By the end of the play, she realizes and is able to function well in a brutal modern world in which women must compete fiercely for men. “Modern life is difficult,” Mary says near the end of the play, summarizing what she has learnt.

Divorce and Marriage

The Women is mostly concerned with marriage and divorce as they effect women’s lives. Marriage, according to Luce, is a societal institution defined by power, position, and money rather than genuine love and faithfulness between husband and wife.

Chronic adultery characterizes the marriages shown in The Ladies. In Luce’s universe, all husbands cheat on their spouses, and many wives cheat on their husbands.

When Mary tells her mother about Stephen’s infidelity, her mother answers by saying that many men cheat on their wives and that the best way for a woman to deal with it is to ignore it.

Mary, who is idealistic about marriage, believes she has little choice but to divorce Stephen due to his adultery.

By the end of the play, Luce has conveyed a very cynical message: women are better off accepting the truth of male infidelity and learning to live with it than hoping for their husbands to remain faithful.

The majority of marriages in The Women end in divorce. Mrs. Moorehead bemoans the fact that modern laws have made divorce easier to acquire, destabilizing the institution of marriage.

Mary travels to Reno to divorce Stephen and finds herself in a “reunion” with several of her New York acquaintances who are also undergoing divorces—either because their spouses cheated on them or because they cheated on their husbands, or both.

By the end of the play, Mary has decided that it is more necessary for her to remain married and tolerate her husband’s infidelities than to divorce her spouse and lose the blessings of marriage.
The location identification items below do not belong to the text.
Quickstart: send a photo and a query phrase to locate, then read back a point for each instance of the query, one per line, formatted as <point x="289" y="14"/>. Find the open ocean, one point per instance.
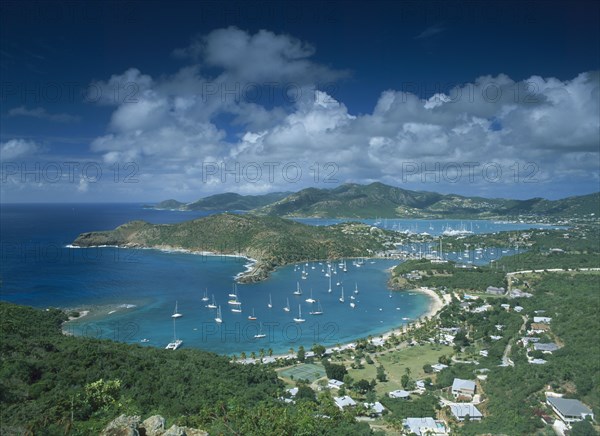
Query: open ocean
<point x="132" y="292"/>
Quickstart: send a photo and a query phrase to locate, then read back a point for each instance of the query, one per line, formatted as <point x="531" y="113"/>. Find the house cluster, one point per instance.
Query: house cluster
<point x="567" y="410"/>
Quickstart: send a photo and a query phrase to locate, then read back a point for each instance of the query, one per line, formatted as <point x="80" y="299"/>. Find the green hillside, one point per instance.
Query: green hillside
<point x="272" y="241"/>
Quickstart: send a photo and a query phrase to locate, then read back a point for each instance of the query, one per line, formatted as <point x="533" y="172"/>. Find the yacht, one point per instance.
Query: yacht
<point x="299" y="319"/>
<point x="176" y="314"/>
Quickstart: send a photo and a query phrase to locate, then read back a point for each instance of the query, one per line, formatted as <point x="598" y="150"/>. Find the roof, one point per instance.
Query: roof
<point x="344" y="401"/>
<point x="569" y="407"/>
<point x="460" y="410"/>
<point x="336" y="383"/>
<point x="416" y="424"/>
<point x="376" y="407"/>
<point x="399" y="394"/>
<point x="460" y="384"/>
<point x="550" y="346"/>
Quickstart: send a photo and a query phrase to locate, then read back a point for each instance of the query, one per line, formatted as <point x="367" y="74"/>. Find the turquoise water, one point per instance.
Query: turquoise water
<point x="133" y="292"/>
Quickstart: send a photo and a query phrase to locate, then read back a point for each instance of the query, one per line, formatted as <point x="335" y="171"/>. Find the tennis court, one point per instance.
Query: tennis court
<point x="303" y="371"/>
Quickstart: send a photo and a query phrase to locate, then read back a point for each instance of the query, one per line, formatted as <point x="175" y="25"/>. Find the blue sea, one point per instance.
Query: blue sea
<point x="132" y="292"/>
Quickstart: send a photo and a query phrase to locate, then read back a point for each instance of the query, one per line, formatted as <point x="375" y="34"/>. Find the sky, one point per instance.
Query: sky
<point x="146" y="101"/>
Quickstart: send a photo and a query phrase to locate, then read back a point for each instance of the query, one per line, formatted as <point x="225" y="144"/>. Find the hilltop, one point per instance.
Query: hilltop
<point x="379" y="200"/>
<point x="271" y="241"/>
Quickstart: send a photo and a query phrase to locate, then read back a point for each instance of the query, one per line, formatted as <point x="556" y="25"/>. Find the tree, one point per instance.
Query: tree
<point x="371" y="397"/>
<point x="404" y="380"/>
<point x="319" y="350"/>
<point x="306" y="392"/>
<point x="362" y="386"/>
<point x="301" y="354"/>
<point x="381" y="376"/>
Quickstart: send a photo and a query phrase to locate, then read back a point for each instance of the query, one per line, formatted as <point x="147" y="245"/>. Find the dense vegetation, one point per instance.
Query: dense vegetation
<point x="447" y="275"/>
<point x="46" y="376"/>
<point x="379" y="200"/>
<point x="516" y="393"/>
<point x="272" y="241"/>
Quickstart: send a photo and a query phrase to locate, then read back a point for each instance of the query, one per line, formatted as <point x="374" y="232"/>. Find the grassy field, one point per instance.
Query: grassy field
<point x="310" y="371"/>
<point x="395" y="363"/>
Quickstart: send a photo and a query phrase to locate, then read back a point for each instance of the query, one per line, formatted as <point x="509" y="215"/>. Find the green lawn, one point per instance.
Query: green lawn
<point x="310" y="371"/>
<point x="395" y="363"/>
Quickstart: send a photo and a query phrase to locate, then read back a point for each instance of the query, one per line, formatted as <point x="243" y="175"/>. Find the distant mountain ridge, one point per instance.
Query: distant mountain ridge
<point x="379" y="200"/>
<point x="225" y="201"/>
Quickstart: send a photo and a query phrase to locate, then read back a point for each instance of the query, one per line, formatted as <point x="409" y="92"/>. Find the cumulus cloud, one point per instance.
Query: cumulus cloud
<point x="178" y="122"/>
<point x="17" y="148"/>
<point x="41" y="113"/>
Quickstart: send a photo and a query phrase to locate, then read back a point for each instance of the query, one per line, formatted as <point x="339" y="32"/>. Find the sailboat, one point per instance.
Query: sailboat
<point x="319" y="310"/>
<point x="299" y="319"/>
<point x="233" y="294"/>
<point x="176" y="342"/>
<point x="205" y="298"/>
<point x="260" y="334"/>
<point x="175" y="313"/>
<point x="212" y="305"/>
<point x="298" y="291"/>
<point x="311" y="299"/>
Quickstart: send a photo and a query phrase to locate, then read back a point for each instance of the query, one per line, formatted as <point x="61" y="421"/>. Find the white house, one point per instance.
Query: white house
<point x="424" y="426"/>
<point x="334" y="384"/>
<point x="569" y="410"/>
<point x="344" y="401"/>
<point x="461" y="410"/>
<point x="464" y="388"/>
<point x="438" y="367"/>
<point x="374" y="409"/>
<point x="399" y="394"/>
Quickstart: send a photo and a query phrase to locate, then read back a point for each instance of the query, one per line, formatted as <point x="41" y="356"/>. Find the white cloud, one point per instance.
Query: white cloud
<point x="180" y="121"/>
<point x="41" y="113"/>
<point x="17" y="148"/>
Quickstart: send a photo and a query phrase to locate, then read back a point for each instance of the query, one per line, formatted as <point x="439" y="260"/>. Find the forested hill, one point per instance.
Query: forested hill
<point x="272" y="241"/>
<point x="48" y="377"/>
<point x="384" y="201"/>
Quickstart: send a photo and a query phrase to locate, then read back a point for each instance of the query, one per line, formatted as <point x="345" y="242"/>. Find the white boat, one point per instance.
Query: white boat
<point x="260" y="334"/>
<point x="176" y="342"/>
<point x="205" y="298"/>
<point x="310" y="300"/>
<point x="212" y="305"/>
<point x="319" y="310"/>
<point x="299" y="319"/>
<point x="176" y="314"/>
<point x="298" y="291"/>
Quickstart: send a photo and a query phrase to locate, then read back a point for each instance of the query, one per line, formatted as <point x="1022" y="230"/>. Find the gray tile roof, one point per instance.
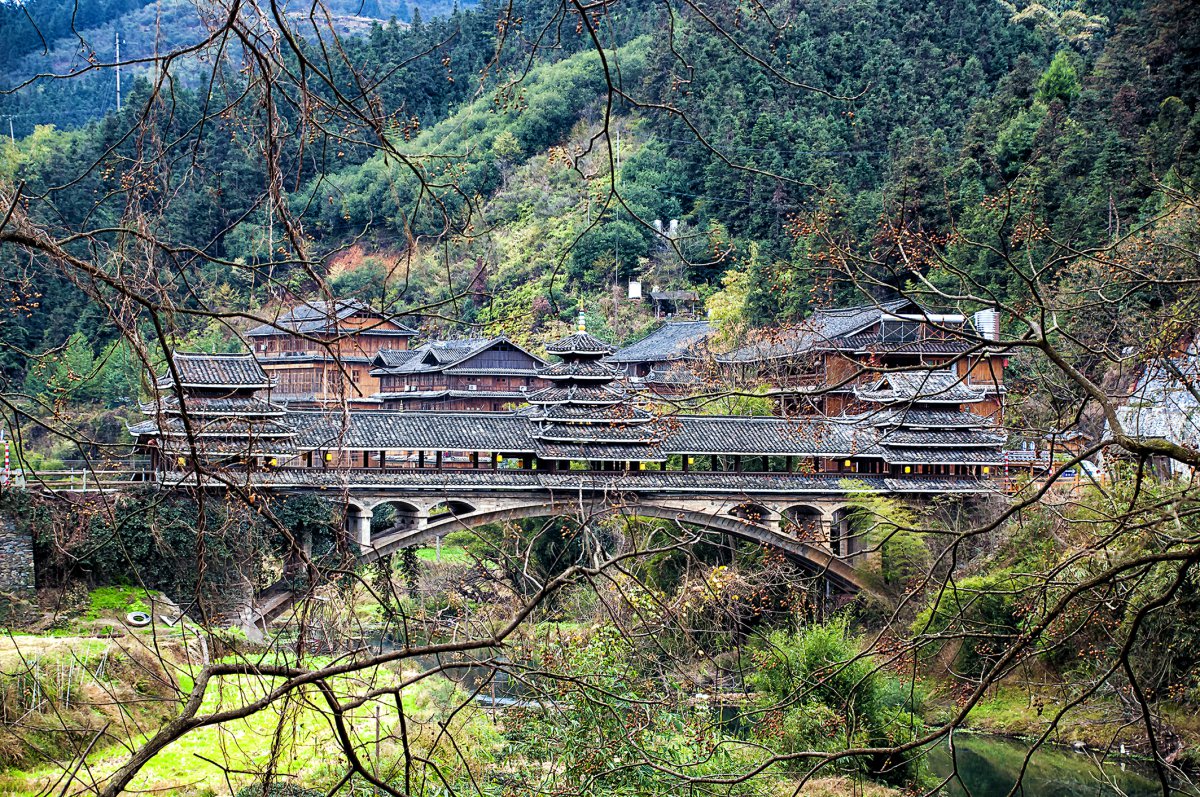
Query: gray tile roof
<point x="393" y="358"/>
<point x="918" y="418"/>
<point x="874" y="343"/>
<point x="816" y="333"/>
<point x="443" y="357"/>
<point x="774" y="436"/>
<point x="580" y="395"/>
<point x="221" y="426"/>
<point x="465" y="480"/>
<point x="213" y="406"/>
<point x="923" y="387"/>
<point x="941" y="438"/>
<point x="675" y="340"/>
<point x="622" y="413"/>
<point x="599" y="432"/>
<point x="942" y="456"/>
<point x="580" y="343"/>
<point x="199" y="370"/>
<point x="600" y="451"/>
<point x="582" y="370"/>
<point x="319" y="316"/>
<point x="414" y="430"/>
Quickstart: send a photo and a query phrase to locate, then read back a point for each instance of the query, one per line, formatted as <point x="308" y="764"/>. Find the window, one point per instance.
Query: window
<point x="900" y="331"/>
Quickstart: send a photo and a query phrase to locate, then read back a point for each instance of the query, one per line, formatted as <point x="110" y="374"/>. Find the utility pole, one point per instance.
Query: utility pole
<point x="118" y="35"/>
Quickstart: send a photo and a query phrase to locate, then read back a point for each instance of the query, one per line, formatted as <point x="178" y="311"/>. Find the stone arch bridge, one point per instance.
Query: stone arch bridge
<point x="805" y="516"/>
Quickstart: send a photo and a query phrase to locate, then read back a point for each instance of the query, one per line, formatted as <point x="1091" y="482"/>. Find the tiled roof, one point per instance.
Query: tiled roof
<point x="941" y="438"/>
<point x="675" y="340"/>
<point x="231" y="447"/>
<point x="622" y="413"/>
<point x="580" y="395"/>
<point x="580" y="343"/>
<point x="676" y="375"/>
<point x="222" y="426"/>
<point x="414" y="430"/>
<point x="1163" y="403"/>
<point x="582" y="370"/>
<point x="599" y="451"/>
<point x="439" y="357"/>
<point x="393" y="358"/>
<point x="675" y="295"/>
<point x="924" y="387"/>
<point x="815" y="333"/>
<point x="214" y="406"/>
<point x="942" y="456"/>
<point x="514" y="395"/>
<point x="198" y="370"/>
<point x="466" y="480"/>
<point x="312" y="317"/>
<point x="919" y="418"/>
<point x="754" y="436"/>
<point x="599" y="432"/>
<point x="874" y="343"/>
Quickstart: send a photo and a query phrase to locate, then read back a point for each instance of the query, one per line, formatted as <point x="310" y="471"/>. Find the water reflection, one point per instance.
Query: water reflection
<point x="990" y="767"/>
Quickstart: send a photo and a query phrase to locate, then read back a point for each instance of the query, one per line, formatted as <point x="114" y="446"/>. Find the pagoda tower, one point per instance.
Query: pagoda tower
<point x="587" y="415"/>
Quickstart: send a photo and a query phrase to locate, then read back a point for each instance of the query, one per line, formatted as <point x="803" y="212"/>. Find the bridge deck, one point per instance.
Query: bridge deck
<point x="694" y="481"/>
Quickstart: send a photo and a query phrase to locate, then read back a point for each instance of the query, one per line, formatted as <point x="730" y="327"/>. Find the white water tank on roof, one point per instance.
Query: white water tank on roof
<point x="988" y="324"/>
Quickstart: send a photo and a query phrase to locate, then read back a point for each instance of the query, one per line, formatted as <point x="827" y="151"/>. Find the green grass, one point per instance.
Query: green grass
<point x="109" y="601"/>
<point x="244" y="747"/>
<point x="450" y="555"/>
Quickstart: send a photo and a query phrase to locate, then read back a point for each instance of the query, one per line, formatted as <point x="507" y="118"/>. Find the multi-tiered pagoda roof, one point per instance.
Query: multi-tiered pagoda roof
<point x="215" y="409"/>
<point x="587" y="412"/>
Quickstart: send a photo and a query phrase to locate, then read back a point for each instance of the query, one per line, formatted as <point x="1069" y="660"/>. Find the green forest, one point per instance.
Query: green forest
<point x="1086" y="115"/>
<point x="502" y="167"/>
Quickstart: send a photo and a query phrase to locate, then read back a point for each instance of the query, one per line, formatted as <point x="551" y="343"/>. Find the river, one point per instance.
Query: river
<point x="981" y="766"/>
<point x="989" y="766"/>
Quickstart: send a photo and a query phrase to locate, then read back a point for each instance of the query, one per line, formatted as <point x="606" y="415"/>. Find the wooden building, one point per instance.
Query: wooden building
<point x="319" y="352"/>
<point x="214" y="412"/>
<point x="672" y="360"/>
<point x="483" y="375"/>
<point x="815" y="366"/>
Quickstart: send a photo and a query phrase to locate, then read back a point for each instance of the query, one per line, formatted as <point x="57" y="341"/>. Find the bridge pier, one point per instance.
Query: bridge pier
<point x="358" y="525"/>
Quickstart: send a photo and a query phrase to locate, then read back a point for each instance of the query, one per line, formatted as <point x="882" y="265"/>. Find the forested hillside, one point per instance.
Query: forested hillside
<point x="801" y="568"/>
<point x="823" y="123"/>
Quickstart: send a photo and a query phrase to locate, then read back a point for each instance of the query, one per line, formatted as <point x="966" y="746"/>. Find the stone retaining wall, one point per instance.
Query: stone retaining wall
<point x="18" y="594"/>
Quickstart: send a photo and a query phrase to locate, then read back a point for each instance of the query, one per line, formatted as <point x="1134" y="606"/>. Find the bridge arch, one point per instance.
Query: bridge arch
<point x="817" y="557"/>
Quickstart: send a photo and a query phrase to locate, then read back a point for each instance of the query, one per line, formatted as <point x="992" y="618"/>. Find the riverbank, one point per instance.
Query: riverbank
<point x="1099" y="725"/>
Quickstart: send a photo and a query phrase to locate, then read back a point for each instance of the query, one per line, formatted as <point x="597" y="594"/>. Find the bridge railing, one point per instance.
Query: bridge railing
<point x="77" y="479"/>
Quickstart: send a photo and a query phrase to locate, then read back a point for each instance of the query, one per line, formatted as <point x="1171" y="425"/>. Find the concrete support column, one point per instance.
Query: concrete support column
<point x="829" y="531"/>
<point x="358" y="525"/>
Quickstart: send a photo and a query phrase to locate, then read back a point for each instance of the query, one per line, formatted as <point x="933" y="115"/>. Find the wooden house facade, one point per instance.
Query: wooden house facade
<point x="319" y="353"/>
<point x="481" y="375"/>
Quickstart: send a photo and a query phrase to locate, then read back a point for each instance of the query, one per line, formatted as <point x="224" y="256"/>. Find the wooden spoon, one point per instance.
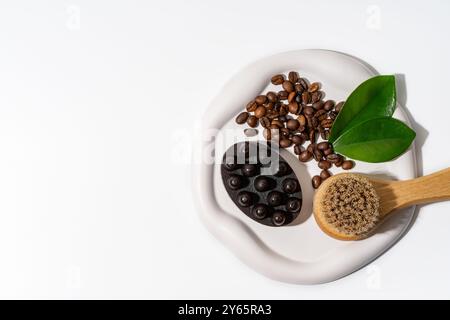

Female Friendship in Women

 Luce depicts female friendship as a toxic mix of nasty gossip, competitiveness over men, backstabbing, and ruthless self-interest. Luce offers a very poor picture of female friendships as being characterized by cattiness. The majority of Mary’s “friends” do more harm than good in her life.

It is a friend that convinces her to visit the manicurist who gossips about Stephen’s affair. A buddy convinces her to confront Crystal in the clothing store. And it is a buddy who casually discloses Mary’s marital issues to a gossip columnist.

Mary is optimistic about her friendships at the start of the play, seeing everyone in the best light she can. Mary, on the other hand, has learned not to trust her female pals at the conclusion.

In the play’s final lines, Sylvia tells Mary, “What a disgusting female trick you pulled!” Mary has learned to use harsh techniques to battle other women and protect her own self-interest.